The near-miss has refocused attention on the safety of open-source software, which is free and serves as the foundation for the internet due to its transparency and flexibility. Many such projects depend on a tiny circle of unpaid volunteers who battle to cope with demands from a global community of users for fixes and upgrades.

XZ, a suite of file compression tools packaged into distributions of the Linux operating system, was long maintained by a single author, Lasse Collin. In recent years, he appeared to be under strain.

In a message posted to a public mailing list in June 2022, Collin said he was dealing with “long-term mental health issues”, and hinted that he is working with a new developer named Jia Tan and that “perhaps he will have a bigger role in the future”.
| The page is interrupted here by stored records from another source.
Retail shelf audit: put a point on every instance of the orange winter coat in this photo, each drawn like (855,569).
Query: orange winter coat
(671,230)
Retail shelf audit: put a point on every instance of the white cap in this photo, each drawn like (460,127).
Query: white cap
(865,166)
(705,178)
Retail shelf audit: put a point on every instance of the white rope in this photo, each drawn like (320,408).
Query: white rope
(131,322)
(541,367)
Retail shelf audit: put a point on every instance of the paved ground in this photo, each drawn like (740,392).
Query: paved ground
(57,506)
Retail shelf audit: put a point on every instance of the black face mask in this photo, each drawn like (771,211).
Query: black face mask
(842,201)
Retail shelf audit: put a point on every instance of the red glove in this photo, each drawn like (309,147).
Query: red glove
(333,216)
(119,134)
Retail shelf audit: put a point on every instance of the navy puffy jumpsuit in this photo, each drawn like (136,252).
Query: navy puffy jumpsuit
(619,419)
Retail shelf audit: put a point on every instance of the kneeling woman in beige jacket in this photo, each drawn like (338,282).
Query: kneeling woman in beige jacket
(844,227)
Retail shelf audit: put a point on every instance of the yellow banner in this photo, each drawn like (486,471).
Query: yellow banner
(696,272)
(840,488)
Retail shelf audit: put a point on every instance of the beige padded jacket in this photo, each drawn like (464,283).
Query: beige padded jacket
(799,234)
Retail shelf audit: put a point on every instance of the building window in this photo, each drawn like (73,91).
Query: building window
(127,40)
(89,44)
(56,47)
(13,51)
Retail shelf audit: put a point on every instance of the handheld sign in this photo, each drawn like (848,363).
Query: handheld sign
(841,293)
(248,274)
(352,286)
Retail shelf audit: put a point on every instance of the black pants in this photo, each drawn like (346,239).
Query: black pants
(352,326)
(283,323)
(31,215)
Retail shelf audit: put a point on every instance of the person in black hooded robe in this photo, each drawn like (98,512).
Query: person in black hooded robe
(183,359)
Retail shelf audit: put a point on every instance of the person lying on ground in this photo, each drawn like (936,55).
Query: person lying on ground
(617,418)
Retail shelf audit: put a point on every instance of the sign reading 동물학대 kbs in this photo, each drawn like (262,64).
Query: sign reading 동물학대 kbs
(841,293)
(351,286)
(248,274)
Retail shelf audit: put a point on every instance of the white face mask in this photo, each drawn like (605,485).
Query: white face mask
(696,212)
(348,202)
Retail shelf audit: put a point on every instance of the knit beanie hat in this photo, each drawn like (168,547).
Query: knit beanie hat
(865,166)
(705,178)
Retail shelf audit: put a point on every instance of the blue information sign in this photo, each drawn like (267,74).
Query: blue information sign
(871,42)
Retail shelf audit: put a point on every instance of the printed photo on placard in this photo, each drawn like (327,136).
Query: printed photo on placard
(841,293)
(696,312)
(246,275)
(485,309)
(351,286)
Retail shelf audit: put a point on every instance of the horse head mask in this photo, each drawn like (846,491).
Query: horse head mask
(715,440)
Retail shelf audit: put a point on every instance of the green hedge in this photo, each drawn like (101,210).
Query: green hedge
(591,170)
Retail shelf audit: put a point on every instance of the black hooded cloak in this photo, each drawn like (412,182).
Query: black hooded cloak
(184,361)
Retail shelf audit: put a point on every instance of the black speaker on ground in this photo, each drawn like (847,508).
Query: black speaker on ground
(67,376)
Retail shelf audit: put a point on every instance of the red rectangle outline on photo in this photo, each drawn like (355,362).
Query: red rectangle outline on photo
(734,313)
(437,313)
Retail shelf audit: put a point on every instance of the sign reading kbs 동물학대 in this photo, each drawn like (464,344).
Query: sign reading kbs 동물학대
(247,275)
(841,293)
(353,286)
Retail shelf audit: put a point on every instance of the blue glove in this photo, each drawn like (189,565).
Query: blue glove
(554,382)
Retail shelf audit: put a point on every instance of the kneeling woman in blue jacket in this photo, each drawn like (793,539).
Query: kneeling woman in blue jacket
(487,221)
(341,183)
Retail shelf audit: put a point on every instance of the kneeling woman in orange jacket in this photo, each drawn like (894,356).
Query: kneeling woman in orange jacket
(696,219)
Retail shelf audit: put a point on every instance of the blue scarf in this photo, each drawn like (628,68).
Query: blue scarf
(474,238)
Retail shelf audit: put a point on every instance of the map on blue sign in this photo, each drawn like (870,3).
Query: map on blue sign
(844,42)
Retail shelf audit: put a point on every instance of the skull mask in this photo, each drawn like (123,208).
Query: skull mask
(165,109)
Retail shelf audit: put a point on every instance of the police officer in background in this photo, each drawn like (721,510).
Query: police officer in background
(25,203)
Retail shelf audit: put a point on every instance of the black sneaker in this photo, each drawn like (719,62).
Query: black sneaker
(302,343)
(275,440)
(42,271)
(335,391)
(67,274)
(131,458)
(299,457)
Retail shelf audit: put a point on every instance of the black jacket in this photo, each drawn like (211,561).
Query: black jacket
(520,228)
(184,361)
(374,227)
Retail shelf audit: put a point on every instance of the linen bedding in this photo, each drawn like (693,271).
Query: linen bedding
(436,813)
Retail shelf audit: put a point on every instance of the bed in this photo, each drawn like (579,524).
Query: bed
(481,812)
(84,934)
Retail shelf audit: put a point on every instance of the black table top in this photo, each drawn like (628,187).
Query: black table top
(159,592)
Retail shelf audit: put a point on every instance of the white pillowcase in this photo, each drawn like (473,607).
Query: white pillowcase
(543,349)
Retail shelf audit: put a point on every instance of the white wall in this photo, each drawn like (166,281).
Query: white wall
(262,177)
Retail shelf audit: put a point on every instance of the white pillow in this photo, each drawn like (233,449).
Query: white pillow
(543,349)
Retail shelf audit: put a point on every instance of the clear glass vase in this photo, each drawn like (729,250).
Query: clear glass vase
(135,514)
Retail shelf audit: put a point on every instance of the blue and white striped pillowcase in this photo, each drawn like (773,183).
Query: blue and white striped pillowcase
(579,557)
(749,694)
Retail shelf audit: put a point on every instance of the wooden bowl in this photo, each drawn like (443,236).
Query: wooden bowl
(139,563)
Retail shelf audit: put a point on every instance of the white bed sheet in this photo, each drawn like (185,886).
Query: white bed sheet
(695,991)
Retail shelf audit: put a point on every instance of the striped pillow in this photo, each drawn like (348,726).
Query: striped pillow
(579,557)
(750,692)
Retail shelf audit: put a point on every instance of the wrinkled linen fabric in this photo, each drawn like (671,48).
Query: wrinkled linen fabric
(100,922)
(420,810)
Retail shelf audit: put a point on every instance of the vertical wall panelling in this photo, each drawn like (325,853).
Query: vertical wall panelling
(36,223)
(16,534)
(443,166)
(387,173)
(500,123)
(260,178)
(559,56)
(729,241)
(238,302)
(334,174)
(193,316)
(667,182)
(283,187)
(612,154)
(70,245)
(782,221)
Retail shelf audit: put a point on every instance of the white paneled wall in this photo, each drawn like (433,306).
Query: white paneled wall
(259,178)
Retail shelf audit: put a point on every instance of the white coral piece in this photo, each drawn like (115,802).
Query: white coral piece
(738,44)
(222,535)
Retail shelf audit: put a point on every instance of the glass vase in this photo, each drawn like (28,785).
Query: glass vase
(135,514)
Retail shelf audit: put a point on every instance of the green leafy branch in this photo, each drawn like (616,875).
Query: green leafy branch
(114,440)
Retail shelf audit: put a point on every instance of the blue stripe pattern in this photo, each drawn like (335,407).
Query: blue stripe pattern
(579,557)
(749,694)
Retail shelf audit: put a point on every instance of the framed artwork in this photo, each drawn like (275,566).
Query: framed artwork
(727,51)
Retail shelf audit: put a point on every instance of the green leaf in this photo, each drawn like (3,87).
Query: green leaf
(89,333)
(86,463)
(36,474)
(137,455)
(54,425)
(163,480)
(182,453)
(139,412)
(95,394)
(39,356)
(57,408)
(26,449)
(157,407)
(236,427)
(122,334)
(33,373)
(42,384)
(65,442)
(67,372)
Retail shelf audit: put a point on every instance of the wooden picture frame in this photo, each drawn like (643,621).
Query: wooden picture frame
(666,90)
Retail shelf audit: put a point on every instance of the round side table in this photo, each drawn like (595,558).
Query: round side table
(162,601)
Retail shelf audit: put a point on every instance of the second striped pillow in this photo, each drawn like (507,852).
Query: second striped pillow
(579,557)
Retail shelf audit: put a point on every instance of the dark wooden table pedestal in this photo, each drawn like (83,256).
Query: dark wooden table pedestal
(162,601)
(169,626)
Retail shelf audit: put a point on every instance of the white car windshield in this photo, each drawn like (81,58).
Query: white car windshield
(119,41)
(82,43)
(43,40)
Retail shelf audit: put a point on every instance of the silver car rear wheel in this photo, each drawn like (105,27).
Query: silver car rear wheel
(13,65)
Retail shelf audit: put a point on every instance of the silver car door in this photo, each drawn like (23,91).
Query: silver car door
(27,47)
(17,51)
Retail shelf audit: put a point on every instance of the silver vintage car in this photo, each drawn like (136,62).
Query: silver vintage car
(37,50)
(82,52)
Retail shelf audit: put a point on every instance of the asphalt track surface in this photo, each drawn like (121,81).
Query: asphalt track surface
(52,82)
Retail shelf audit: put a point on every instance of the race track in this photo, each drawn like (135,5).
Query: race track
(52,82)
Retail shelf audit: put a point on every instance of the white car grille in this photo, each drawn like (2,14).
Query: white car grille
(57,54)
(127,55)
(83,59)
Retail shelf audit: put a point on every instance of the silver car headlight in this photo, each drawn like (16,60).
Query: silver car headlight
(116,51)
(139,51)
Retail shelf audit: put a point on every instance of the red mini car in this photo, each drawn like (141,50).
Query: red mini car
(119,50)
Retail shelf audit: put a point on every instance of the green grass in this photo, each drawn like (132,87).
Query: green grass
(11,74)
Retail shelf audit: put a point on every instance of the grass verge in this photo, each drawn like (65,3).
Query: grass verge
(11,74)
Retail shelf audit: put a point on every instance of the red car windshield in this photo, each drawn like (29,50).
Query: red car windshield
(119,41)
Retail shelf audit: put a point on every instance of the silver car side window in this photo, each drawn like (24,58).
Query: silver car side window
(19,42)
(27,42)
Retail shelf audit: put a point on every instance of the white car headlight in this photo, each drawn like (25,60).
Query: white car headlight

Update logs available through the open-source software site Github show that Tan’s role quickly expanded. By 2023, Tan was merging his code into XZ, a sign that he had won a trusted role in the project.

But cybersecurity experts who’ve scoured the logs say that Tan was masquerading as a helpful volunteer and that he introduced a nearly invisible backdoor into XZ over the next few months.

Collin didn’t return messages seeking comment and said on his website that he would not respond to reporters until he understood the situation well enough, while Tan did not return messages sent to his Gmail account.

Reuters has been unable to ascertain who Tan is, where he is or who he was working for but many of those who've examined his updates believe Tan is a pseudonym for an expert hacker or group of hackers — likely one working on behalf of a powerful intelligence service.

“This is not kindergarten stuff,” said Omkhar Arasaratnam, the general manager of the Open Source Security Foundation (OSSF), a cross-industry forum for collaborative improvement of open-source software which defends projects like XZ. “This is incredibly sophisticated.”

‘WE LUCKED OUT’

Tan could easily have got away with it had it not been for the Microsoft developer whose curiosity was piqued when he noticed the latest version of XZ intermittently using an unexpected amount of processing power on the system he was testing.

Microsoft declined to make Freund available for an interview, but in publicly-available emails and posts to social media, Freund said a series of easy-to-miss clues prompted him to discover the backdoor.

The find “really required a lot of coincidences,” Freund said on the social network Mastodon.

Microsoft CEO Satya Nadella congratulated Freund over the weekend, saying in a post to the social network X that he loved seeing how the developer “with his curiosity and craftsmanship, was able to help us all.”

In the open-source community, the discovery has been sobering. The volunteers who maintain the software aren't strangers to little pay or recognition, but the realisation that they were now being hunted by well-resourced spies pretending to be Good Samaritans was “incredibly intimidating,” said Arasaratnam of the OSSF.

Government officials are also weighing the implications of the near-miss, which has underlined concerns about how to protect open-source software. Assistant National Cyber Director Anajana Rajan told Politico that “there’s a lot of conversations that we need to have about what we do next” to protect open-source code.

The Cybersecurity and Infrastructure Security Agency (CISA) says it has been leaning on US companies that use open-source software to plough resources back into the communities that build and maintain it. CISA adviser Jack Cable said that the burden was on tech companies not just to vet open software but to “contribute back and help build the sustainable open-source ecosystem that we get so much value from”.

It’s not clear that software companies are properly incentivised to do so. Online forums are teeming with complaints about tech giants demanding that volunteers troubleshoot issues with open-source software from those companies who use it to earn billions of dollars.

Whatever the solution, almost everyone agrees the XZ episode shows something has to change. “We got unreasonably lucky here,” said Freund in another Mastodon post. “We can't just bank on that going forward.”